花冷えの寒さなど無関係に、それは元気に門を通り抜け、炎の如き夕陽を背負い、駆けて来る。
愛しいキミは、たたら場の屋根上にいる俺の姿を捕捉していた。

「おお! 愛弟子!! おかえりー! 今日は、どうだった!? バッチリかい!?」

黄昏時、長く、長く自身の影を伸ばし、周辺の影を時に揺らめかせ、時に重なり合って。
一生懸命、元気いっぱいに駆けながら、キミは俺に、親指を上に立てた拳を見せてくれた。

刹那、俺は密かに目を見開く。

駆けてくるキミの背中で燃え上がる、夕陽。その横で朧気に、帯のように輝く、七色の光。

虹の断片のような幻日げんじつの輝きは、まるでキミを祝福しているようにも見えた。

天にも愛されながら、虹の麓から帰還して来たような、愛しいかけがえのないキミは、笑顔で俺を目指して翔蟲を放ち、風となる。
俺は両手を広げて迎えた。

「おかえり、愛弟子! 今日も本当にお疲れ様!」
「狩猟、成功ですっ!」
「ふふふ、素晴らしい! さすがは我が愛弟子だあ!」

満面の笑顔のキミの頭を、キミの正面、キミの影の中で、俺は何度も何度も、愛でるように撫で回す。
先ほどの直感が俺に『なぜキミの帰還が遅かったのか』を改めて囁いてきたのは、そんな時だった。

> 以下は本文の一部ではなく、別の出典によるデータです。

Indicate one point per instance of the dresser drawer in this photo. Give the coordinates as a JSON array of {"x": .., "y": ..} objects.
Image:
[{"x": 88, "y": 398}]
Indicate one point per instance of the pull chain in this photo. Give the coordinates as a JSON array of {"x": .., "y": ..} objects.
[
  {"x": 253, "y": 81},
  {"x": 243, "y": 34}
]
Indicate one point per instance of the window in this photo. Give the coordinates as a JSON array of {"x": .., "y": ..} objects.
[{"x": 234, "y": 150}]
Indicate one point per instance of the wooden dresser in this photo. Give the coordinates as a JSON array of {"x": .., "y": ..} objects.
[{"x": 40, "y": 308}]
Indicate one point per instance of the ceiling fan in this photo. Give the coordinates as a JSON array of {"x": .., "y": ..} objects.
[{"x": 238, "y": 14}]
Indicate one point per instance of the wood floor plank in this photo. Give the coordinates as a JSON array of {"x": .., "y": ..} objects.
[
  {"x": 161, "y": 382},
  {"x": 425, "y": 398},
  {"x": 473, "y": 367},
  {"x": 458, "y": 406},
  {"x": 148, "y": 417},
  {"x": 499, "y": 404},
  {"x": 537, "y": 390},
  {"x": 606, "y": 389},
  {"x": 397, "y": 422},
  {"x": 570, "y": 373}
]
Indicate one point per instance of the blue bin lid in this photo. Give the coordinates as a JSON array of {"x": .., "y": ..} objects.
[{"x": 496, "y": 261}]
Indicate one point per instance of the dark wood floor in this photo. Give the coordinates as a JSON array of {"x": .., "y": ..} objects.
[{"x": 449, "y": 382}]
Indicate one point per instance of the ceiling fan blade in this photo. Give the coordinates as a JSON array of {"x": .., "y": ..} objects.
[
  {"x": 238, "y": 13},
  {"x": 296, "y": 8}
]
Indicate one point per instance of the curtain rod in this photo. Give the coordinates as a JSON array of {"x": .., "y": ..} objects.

「偉かったね、愛弟子。怪我がなくて良かった、本当によく頑張ったよ」
「えへへ、ありがとうございます! 凄くすっきりしたので、いつも通りに頑張れました!」
「モンスターの討伐だけでなく、安全が確保されるまで足を止められていた商人さんたちの移動も助けてあげたんだろう?」
「!」
「だから遅くなったんだよね? 素晴らしいよ、本当に……本当に、よく頑張ったね」

大きく見開かれた、キミの愛おしいどんぐりまなこ
夕陽の中で、ぱち、ぱち、と驚きに満ちながら、何度も目を瞬かせたキミの目。
やがて、それは、ふにゃりと蕩けるように嬉しそうに細まって。

……えへへへ。明日も、また頑張りますね、教官!」

炎のような夕陽と七色の幻日を背負った影の中でも、キミは、とても眩く微笑んだ。俺は、キミの影の中で「無理はしないようにね」と、何度も頭を撫でる。

──俺は、ちゃんと分かるよ、愛弟子

──埋もれさせない、絶対に気付くから……

──他の誰も気付かなくても、俺だけは、絶対に

「愛弟子、お腹空いてないかい? 良かったらこの後、一緒に茶屋で何か食べない?」
「いいんですか!? やったぁ! 実は、もうお腹ぺこぺこで!」
「ふふふ、それじゃあ、早く行こうか!」
「はい! ありがとうございますっ!」

俺たちは一緒に、同時に、夕空へと翔蟲を放った。眩い光の中に飛び出し、お互いが、お互いの影となる。

表情など埋もれてしまいそうな影の中。

それでも、俺達はお互いに、視線を交わしたことに気付いて、息を溢して笑い合う。

キミの瞳の中には赤い夕陽と、幻日の七色の輝き。

俺はその輝きを、キミの影の中で、この目と心に、この想いに焼き付けるように、見つめ続けていた。